Video gaffe slips past DuPage Co. board chair candidate
Campaign Web sites typically are designed to help candidates advance their message, not provide attack fodder for opponents.
Republican DuPage County Board Chairman candidate Gary Grasso's Web site did both.
Until recently, a supporter's video featuring rap music lyrics containing an expletive and a racial epithet appeared on Grasso's Web site among the candidate's campaign news updates, voter information details and other videos. He pulled the video when the Daily Herald informed him of the song's lyrical content.
"I had heard about the video, but I didn't understand there to be anything on there like that," Grasso said. "It's certainly nothing anybody I'm associated with would ever condone."
Grasso ignored Northwestern University assistant political science professor Victoria DeFranceseco Soto's golden rule regarding campaign Web sites.
"Take five minutes to check your Web site once a day," she said. "I know five minutes in the heat of it is tough, but things like this can happen, which can hurt you. It's better to not have a Web site if you're not going to take the time to read through it. That's the only 'do,' and if you follow that, then there really aren't any 'don'ts.'"
While political marketing experts agree Web sites can offer a politician's competitors access to information that may be used against them, control over the content on the site makes major Web-related campaign missteps rare.
"Gaffes will occur when the candidate and his or her strategist don't take into account all the various users of the site," said DePaul University marketing professor Bruce Newman. "Candidates are still more likely to make mistakes in the more traditional political venues of television advertising or campaign stops."
Newman - who is also editor of the Journal of Political Marketing - said candidates should constantly monitor and evaluate the success of the content on the Web site and not "compromise on the importance of good taste of what one puts on their Web site."
Grasso said the video was produced by friends of his high school-age son and posted on YouTube.
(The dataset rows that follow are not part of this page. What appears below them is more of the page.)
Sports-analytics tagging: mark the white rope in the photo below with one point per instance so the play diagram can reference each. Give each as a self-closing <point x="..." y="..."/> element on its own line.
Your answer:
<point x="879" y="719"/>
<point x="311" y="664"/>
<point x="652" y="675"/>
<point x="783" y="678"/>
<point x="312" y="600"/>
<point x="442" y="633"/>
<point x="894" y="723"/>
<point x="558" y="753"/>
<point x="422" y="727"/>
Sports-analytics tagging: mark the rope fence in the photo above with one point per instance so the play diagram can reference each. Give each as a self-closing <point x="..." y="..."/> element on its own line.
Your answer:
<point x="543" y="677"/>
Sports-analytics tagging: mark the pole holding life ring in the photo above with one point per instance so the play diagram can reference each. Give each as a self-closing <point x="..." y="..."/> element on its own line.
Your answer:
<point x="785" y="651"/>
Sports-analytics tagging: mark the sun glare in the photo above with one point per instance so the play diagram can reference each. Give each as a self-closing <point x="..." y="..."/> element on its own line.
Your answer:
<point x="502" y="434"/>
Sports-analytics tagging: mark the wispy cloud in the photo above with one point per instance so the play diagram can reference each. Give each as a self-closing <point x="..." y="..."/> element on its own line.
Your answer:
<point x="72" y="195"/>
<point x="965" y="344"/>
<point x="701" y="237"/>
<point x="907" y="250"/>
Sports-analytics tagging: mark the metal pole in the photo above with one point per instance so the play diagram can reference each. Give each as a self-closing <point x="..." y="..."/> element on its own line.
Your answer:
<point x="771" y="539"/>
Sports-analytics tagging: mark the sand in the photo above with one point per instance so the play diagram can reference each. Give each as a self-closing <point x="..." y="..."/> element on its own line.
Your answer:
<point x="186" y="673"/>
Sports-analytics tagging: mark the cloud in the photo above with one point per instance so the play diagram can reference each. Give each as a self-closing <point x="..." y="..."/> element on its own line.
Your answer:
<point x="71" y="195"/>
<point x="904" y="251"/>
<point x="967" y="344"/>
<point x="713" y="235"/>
Grasso said his webmaster heard about it and linked it to the campaign Web site about a week ago.
DeFrancesco Soto said candidates should hire someone they trust to run the Web sites. But at the end of the day, the candidates have to be responsible for the content of the site just as much as they are responsible for the content of any other advertising.
Earlier in the campaign season, one of Grasso's fellow Republican chairman candidates, Debra Olson, also blamed her webmaster for a page on her campaign Web site that seemingly touted endorsements for her current race when they were actually related to her previous run for another office.
"Regardless of generation or tech savvy, the candidate should be in a supervisory role," DeFrancesco Soto said.
Republican voters will decide Tuesday among Grasso, Olson, state Sen. Dan Cronin and state Sen. Carole Pankau who will get the party's nomination to run against Democrat Carole Cheney in November.